Section 83 of the Internal Revenue Code works to delay the tax consequence of a transaction that is subject to a condition until that condition is met. The most common example is when an executive receives a grant of shares that are subject to vesting restrictions that lapse over time. In that case, Section 83 of the Code will delay the tax treatment until the restrictions lapse and the shares are fully “earned.”
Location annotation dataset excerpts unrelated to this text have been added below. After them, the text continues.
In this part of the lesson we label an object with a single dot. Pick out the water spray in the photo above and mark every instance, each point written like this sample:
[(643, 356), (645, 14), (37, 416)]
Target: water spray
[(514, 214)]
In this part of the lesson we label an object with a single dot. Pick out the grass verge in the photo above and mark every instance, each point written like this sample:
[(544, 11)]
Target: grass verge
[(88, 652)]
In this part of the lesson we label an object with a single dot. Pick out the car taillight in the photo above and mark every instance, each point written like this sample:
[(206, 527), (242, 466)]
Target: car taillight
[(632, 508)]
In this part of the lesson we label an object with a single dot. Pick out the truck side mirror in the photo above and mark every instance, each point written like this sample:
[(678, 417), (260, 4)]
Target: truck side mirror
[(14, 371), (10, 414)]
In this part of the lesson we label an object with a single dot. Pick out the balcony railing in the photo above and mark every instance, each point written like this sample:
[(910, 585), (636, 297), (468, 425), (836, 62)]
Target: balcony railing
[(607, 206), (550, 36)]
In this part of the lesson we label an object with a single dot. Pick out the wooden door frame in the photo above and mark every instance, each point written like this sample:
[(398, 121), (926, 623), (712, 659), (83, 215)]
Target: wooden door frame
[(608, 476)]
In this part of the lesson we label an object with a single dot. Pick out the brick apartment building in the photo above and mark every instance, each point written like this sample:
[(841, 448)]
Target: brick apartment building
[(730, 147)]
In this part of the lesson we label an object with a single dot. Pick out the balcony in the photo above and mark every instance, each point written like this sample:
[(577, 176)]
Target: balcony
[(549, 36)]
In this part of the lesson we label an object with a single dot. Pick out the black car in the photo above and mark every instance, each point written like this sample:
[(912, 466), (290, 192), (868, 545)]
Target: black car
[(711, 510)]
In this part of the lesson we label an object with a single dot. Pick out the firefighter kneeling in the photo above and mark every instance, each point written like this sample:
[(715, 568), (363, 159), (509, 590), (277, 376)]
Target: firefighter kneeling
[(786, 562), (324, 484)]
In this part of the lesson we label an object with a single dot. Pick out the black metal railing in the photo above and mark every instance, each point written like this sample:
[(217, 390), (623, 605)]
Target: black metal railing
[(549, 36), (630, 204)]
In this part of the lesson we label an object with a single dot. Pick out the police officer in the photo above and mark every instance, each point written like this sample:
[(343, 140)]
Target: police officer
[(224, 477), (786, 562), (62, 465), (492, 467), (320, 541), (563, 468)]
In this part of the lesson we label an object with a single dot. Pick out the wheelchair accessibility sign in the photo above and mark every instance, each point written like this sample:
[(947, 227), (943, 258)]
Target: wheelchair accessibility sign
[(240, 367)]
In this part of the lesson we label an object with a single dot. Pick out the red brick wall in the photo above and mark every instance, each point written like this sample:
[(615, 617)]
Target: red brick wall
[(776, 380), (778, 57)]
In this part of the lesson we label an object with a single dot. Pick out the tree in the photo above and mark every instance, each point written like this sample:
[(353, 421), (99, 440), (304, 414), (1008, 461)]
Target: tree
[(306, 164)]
Delaying taxes is good, right?
Well, in the case of fast-growing, start-up companies, the delay may result in unexpected and disastrous taxes. If the value of the grant is not determined until after the conditions lapse, our executive will face a large tax bill because, presumably, the value of his fast-growing company will have shot through the roof in the meantime. If, however, the tax treatment were not delayed, the tax that would have been due would be negligible, at most. That’s because the value of the shares at the time of initial grant would have been equal to the nominal price that our executive likely paid for them.
Let me give you an example.
Let’s say that our executive paid $0.01 per share for 400,000 shares of stock that are subject to equal annual vesting over a period of four years. At the end of the first, second, third, and fourth years the shares are worth $1.00, $5.00, $10.00, and $20.00, respectively.
Absent Section 83, our executive would pay no tax at all. After all, he has received no income because the amount he paid for the shares ($0.01) was likely the same as the value of those shares ($0.01) on the date he received them.
But because of Section 83, our executive’s tax treatment is deferred, and at the end of the first year he will be deemed to receive income of $99,000 (the difference between what he paid, $0.01, and what the shares are worth on that date, $1.00, multiplied by the number of shares then freed of restriction). And likewise, in years two, three, and four he will receive income of $499,000, $999,000, and $1,999,000 for the number of shares whose restrictions lapse at the end of the second, third, and fourth years, respectively. And the company will be required to pay FICA taxes, too, with respect to all that income.
What’s an executive to do? Section 83(b) comes to the rescue!
Section 83(b) allows our executive to elect to treat the shares as if there were no conditions subjecting them to divestment. In that case, the taxability of the initial stock grant would be determined as of the date of grant. Our executive then pays income tax of, well, $0.00, because he paid exactly what the shares were worth at that time.